Die Spielunterbrechung dauerte 84 Jahre. Im Jahr 1930 trafen sich die griechische Mannschaft Lailapas von der Ägäis-Insel Chios und das Team Karsikaya aus der nahen türkischen Küstenstadt Izmir zu einem Freundschaftsspiel. Die Begegnung musste nach nur drei Spielminuten wegen heftigen Regens abgebrochen werden und konnte wegen des Wetters an diesem Tag auch nicht mehr neu beginnen. In den Jahren und Jahrzehnten darauf trennte die bittere griechisch-türkische Feindschaft die beiden Nachbarn. Seit einigen Jahren herrscht nun politisches Tauwetter zwischen Athen und Ankara – und so konnten Lailapas und Karsikaya am Wochenende die abgebrochene Partie zu Ende bringen: Das neue Spiel auf Chios begann mit der vierten Spielminute. Das Rückspiel soll bald in Izmir stattfinden.

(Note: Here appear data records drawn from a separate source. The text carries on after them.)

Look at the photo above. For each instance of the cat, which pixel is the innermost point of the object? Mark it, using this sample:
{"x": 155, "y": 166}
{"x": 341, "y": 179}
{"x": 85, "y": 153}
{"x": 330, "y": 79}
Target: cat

Schon 1930 ging es auf Chios um mehr als nur um Fußball. Damals hatten Griechen und Türken gerade einen verlustreichen Krieg gegeneinander hinter sich und mussten sich mit der Tatsache anfreunden, dass die Geographie sie zur Koexistenz zwang; einige griechische Ägäis-Inseln – darunter Chios – liegen nur wenige Kilometer vom türkischen Festland entfernt. Der türkische Staatsgründer Mustafa Kemal Atatürk und der griechische Premier Eleftherios Venizelos bemühten sich in den 1930er Jahren um engere Beziehungen zwischen den Nachbarn.

 Auch in anderen schwierigen außenpolitischen Fragen hat der Fußball für die Türkei schon wichtige Rollen gespielt. So reiste die Nationalmannschaft, begleitet von Präsident Abdullah Gül, im September 2008 nach Armenien, um dort ein WM-Qualifikationsspiel zu absolvieren. Gül und sein armenischer Amtskollege Serge Sarkisyan nutzten ihre Begegnung in Eriwan, um über einen Neuanfang der Beziehungen zu sprechen. Es war der erste Besuch eines türkischen Präsidenten in Armenien überhaupt. Die Türkei und Armenien haben zwar eine gemeinsame Grenze, doch die Übergänge sind geschlossen, und die Nachbarn haben keine diplomatischen Beziehungen miteinander. Die Erinnerung an den Völkermord an den Armeniern im Osmanischen Reich im Jahr 1915 und der Konflikt um Berg-Karabach halten die Nachbarn auf Abstand. Im Oktober 2009 folgte der Gegenbesuch der Armenier in der Türkei, und auch bei diesem Spiel war die hohe Politik wichtiger als das sportliche Ereignis, da beide Länder die WM-Qualifikation bereits verpasst hatten. 

Nun wurde also auch Chios erneut zum Schauplatz einer Annäherung auf dem Fußballplatz. Die türkische Presse grub den Bericht eines Reporters aus, der 1930 für die türkische Zeitung „Hizmet“ das erste Spiel zwischen Lailapas und Karsikaya beobachtete und der einen denkwürdigen Satz aus der Rede des damaligen griechischen Vereinspräsidenten notierte: „Gott wollte heute keinen Sieger und keinen Verlierer auf dem Spielfeld“, sagte der Vereinschef damals über die vom Regen frühzeitig beendete Begegnung. 

Offenbar war an allerhöchster Stelle auch am vergangenen Wochenende ein Triumph für die ein oder andere Seite unerwünscht: Nach 87 Minuten endete das nachgeholte Spiel mit einem brüderlichen 5:5-Unentschieden.